Seine Fauststöße kann man zusätzlich durch die so genannte Kuen To Boxform sehr gut trainieren. Hier kombiniert man hohe und tiefe Fauststöße in unterschiedlichen Kombinationen. Erstmal kann man dies ohne Wendung trainieren. (41)
Später kann man noch Wendungen und Schritte hinzufügen. (42) Den ersten Satz inklusive Wendung kannst du hier nachvollziehen.
Natürlich muss man die Kuen To nicht immer nur frei in die Luft trainieren. Ein Wandsack* eignet sich speziell bei der Kuen To sehr gut dazu, sein Distanzgefühl und seine Schlagkraft zu trainieren. (43)
Und wenn wir schon beim Thema Trainingsequipment sind: Auch im Wing Chun kann man an einem Boxsack trainieren.* (44)
Ach ja: Der Wandsack eignet sich nicht nur für das Training der Kuen To Boxform. Man kann zum Beispiel auch einfach nur Kettenfauststöße darauf trainieren. (45)

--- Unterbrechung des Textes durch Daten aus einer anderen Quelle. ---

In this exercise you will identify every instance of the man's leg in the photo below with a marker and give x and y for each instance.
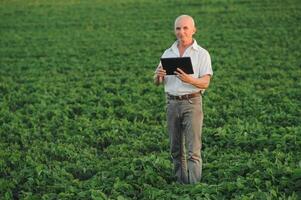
(192, 124)
(176, 138)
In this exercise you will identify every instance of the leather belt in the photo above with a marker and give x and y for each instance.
(184, 97)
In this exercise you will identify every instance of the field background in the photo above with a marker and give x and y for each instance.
(81, 119)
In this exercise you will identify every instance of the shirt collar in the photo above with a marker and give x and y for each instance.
(174, 46)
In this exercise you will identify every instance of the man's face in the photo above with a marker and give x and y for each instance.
(184, 29)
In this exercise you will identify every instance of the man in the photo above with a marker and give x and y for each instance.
(184, 101)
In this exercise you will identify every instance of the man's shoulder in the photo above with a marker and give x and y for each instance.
(201, 50)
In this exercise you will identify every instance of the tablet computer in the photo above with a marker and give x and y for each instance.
(171, 65)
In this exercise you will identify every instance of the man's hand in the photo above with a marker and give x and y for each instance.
(183, 76)
(202, 82)
(159, 75)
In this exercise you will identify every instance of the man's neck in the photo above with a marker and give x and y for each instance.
(185, 44)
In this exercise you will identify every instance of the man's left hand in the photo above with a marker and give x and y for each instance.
(183, 76)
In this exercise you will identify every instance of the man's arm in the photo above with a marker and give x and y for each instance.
(159, 75)
(202, 82)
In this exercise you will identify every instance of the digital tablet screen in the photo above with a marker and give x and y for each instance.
(171, 65)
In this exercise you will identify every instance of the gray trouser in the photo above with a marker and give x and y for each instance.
(184, 123)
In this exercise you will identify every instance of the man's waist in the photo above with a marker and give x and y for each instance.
(183, 97)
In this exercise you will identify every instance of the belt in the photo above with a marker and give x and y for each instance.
(184, 97)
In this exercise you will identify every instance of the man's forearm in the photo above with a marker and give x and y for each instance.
(202, 83)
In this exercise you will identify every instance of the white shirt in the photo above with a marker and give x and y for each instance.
(201, 63)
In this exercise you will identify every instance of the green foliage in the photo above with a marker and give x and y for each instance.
(81, 119)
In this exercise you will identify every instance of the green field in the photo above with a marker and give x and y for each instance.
(80, 117)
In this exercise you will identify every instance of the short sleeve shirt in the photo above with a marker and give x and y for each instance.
(201, 63)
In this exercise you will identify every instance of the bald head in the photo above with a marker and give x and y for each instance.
(185, 17)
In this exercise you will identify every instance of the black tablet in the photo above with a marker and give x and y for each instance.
(171, 65)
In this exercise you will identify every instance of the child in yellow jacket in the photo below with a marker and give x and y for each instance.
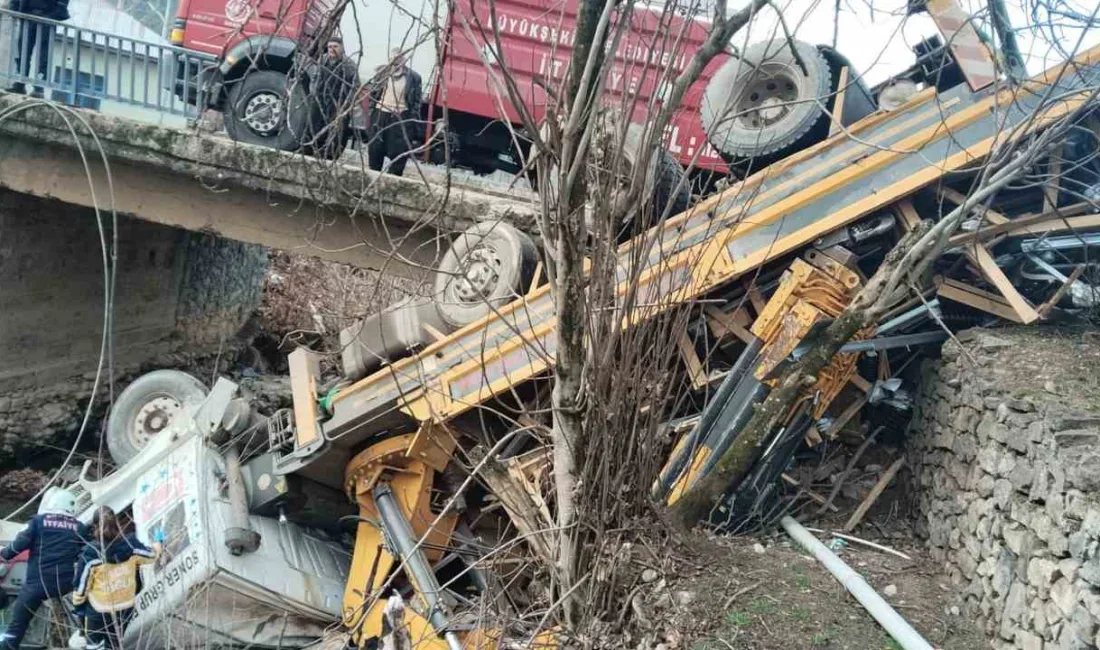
(108, 581)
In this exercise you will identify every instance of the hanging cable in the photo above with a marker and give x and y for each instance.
(109, 257)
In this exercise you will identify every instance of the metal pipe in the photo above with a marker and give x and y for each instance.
(711, 411)
(240, 537)
(903, 319)
(895, 626)
(399, 535)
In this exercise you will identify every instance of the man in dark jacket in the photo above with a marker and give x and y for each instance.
(55, 540)
(332, 84)
(29, 34)
(396, 96)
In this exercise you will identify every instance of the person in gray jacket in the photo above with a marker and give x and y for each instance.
(35, 37)
(396, 96)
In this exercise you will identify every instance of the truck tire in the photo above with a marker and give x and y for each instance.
(487, 266)
(145, 408)
(264, 108)
(760, 107)
(671, 193)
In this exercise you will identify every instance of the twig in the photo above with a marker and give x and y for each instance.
(738, 594)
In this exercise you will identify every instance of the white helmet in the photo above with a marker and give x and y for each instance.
(58, 502)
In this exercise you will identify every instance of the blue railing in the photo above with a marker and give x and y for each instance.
(92, 68)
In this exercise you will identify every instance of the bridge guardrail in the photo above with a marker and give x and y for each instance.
(86, 67)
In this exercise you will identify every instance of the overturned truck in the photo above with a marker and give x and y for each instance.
(277, 526)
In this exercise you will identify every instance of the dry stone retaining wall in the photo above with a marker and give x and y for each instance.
(1007, 463)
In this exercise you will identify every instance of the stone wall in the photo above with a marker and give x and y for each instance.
(1005, 448)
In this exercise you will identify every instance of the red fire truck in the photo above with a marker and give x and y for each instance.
(458, 48)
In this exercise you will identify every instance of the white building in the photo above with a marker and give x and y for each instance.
(111, 61)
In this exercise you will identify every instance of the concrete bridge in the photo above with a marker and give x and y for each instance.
(196, 213)
(210, 184)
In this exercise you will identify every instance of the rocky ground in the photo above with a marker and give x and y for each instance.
(767, 594)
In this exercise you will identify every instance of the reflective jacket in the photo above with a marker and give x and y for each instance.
(109, 579)
(54, 541)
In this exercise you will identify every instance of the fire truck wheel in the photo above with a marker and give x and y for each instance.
(486, 266)
(146, 407)
(762, 106)
(268, 109)
(671, 193)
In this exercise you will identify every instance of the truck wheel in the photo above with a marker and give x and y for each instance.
(761, 106)
(264, 108)
(671, 193)
(487, 265)
(145, 408)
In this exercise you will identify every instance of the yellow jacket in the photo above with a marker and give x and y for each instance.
(109, 581)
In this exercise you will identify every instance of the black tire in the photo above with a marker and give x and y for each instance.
(671, 194)
(268, 109)
(502, 260)
(760, 107)
(146, 407)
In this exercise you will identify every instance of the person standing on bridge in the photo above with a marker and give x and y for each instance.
(54, 540)
(332, 83)
(30, 34)
(396, 96)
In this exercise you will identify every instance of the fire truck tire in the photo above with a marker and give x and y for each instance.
(266, 108)
(671, 189)
(146, 407)
(487, 266)
(761, 106)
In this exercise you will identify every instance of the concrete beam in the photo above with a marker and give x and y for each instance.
(210, 184)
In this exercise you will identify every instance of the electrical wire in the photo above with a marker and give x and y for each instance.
(109, 256)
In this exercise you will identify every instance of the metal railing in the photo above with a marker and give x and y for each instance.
(87, 67)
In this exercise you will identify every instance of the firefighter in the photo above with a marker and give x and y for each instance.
(396, 96)
(109, 581)
(54, 539)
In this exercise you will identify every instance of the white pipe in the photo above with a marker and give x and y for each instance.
(895, 626)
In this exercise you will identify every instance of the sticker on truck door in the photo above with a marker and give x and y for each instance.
(238, 11)
(171, 531)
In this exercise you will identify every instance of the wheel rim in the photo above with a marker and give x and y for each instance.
(155, 416)
(480, 277)
(768, 95)
(263, 112)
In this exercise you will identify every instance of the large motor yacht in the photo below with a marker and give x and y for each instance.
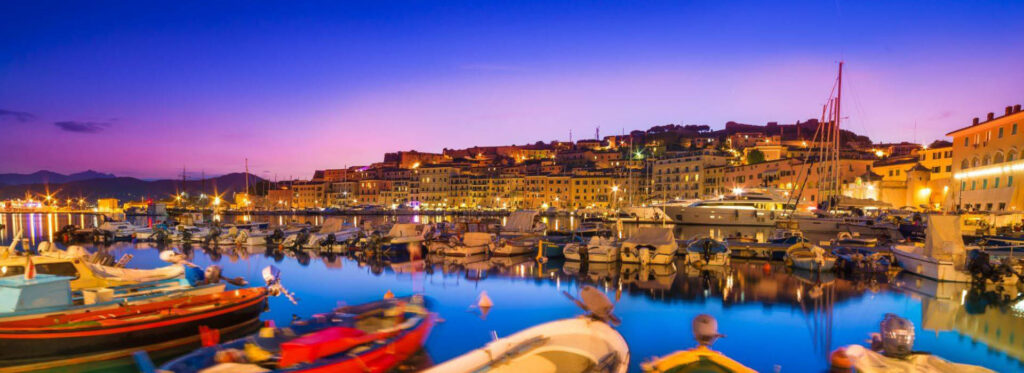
(739, 208)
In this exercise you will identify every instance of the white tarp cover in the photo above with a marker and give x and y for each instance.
(406, 230)
(520, 221)
(114, 273)
(652, 236)
(332, 224)
(943, 239)
(477, 239)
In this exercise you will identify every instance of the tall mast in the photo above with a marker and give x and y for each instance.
(247, 184)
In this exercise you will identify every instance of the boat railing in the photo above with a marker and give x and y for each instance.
(518, 349)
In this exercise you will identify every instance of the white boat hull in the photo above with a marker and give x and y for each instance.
(547, 347)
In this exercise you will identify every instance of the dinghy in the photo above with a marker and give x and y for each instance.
(651, 245)
(700, 359)
(598, 249)
(77, 335)
(472, 243)
(809, 257)
(707, 251)
(583, 344)
(371, 337)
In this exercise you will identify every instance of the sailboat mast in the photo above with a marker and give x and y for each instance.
(248, 198)
(839, 106)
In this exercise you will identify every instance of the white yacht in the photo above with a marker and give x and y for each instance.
(742, 208)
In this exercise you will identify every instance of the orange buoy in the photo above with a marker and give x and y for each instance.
(839, 360)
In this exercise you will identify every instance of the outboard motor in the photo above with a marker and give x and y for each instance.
(212, 236)
(275, 238)
(271, 276)
(301, 239)
(979, 264)
(896, 337)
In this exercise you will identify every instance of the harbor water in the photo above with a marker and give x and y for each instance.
(776, 320)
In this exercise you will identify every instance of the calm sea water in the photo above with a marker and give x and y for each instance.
(774, 319)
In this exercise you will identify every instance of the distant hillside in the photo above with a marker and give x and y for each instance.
(127, 189)
(45, 176)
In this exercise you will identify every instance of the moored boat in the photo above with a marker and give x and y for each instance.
(700, 359)
(581, 344)
(371, 337)
(809, 257)
(650, 245)
(597, 249)
(707, 251)
(75, 336)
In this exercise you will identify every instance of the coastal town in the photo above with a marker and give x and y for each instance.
(453, 187)
(972, 170)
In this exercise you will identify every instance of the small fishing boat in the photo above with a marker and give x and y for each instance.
(597, 249)
(892, 350)
(583, 344)
(78, 336)
(650, 245)
(860, 260)
(516, 245)
(371, 337)
(809, 257)
(700, 359)
(472, 243)
(944, 257)
(707, 251)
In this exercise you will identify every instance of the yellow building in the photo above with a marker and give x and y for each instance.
(108, 205)
(987, 163)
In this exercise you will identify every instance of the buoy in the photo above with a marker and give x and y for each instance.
(839, 360)
(484, 301)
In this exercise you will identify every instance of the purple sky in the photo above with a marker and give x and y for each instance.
(144, 88)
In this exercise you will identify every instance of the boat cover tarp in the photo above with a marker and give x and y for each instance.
(477, 239)
(943, 239)
(598, 241)
(115, 273)
(332, 224)
(655, 236)
(406, 230)
(714, 246)
(520, 221)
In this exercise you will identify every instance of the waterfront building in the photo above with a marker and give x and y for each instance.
(108, 205)
(987, 163)
(542, 192)
(434, 184)
(681, 174)
(308, 195)
(282, 198)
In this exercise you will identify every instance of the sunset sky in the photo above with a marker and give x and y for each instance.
(141, 88)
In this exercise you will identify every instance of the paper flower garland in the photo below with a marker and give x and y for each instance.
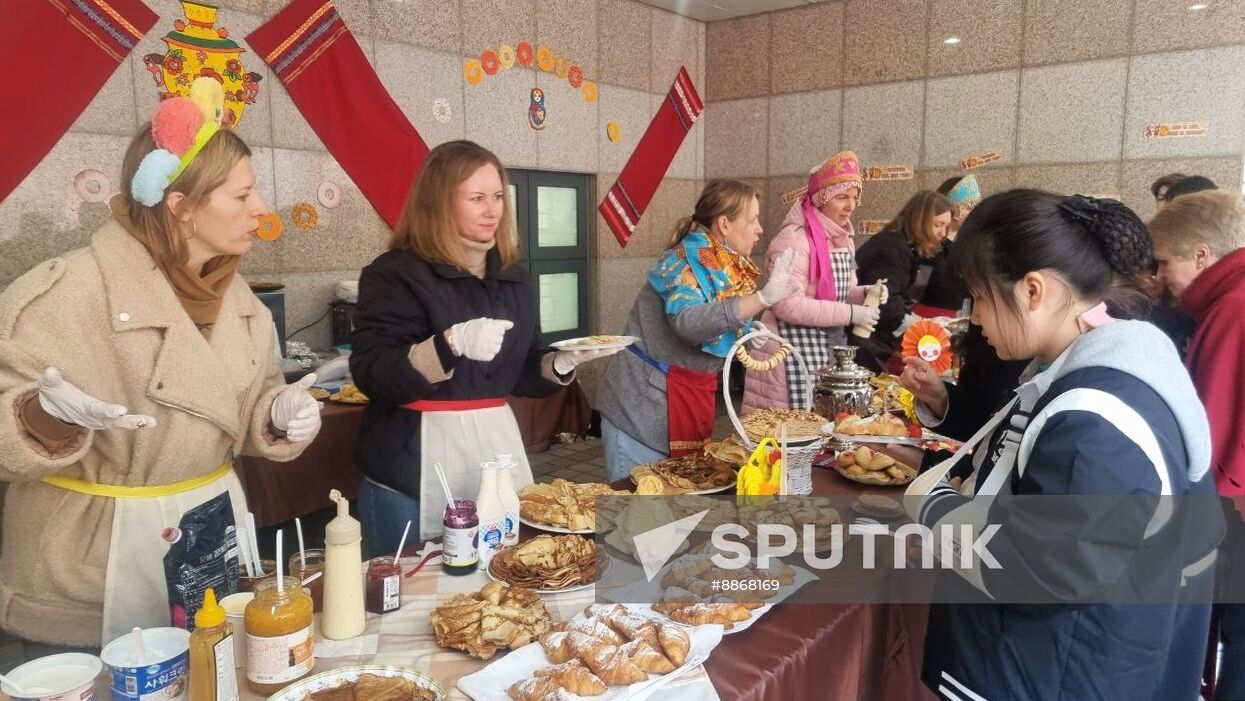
(929, 341)
(493, 61)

Ein etwas teureres Trainingsequipment ist der so genannte Bob.* Der große Vorteil davon ist, dass das Training damit der Realität ein Stück weit näher kommt als beim Wandsack oder beim Boxsatz. Am Bob kann man sowohl Fauststöße als auch Tritte und Ellbogenangriffe trainieren. (46)
Und dann gibt es noch ein Trainingstool, das im Wing Chun eher unbekannt ist, und zwar der Doppelendball oder auch Punchingball* genannt. Damit kann man Fauststöße und Reaktionen gleichzeitig trainieren. (47) Das Training damit fördert sowohl dein Timing als auch deine Präzision.
Zu guter Letzt kannst du dir natürlich auch Schlagkombinationen ausdenken und diese frei in die Luft trainieren. (48) Oder du nimmst einen bestimmten Fauststoß her und übst diesen isoliert. (49) Ein Beispiel hierzu wäre der Uppercut aus der Cham Kiu oder der Haken aus der Biu Tze. Natürlich kannst du das Ganze genauso am Boxsack oder am Bob trainieren.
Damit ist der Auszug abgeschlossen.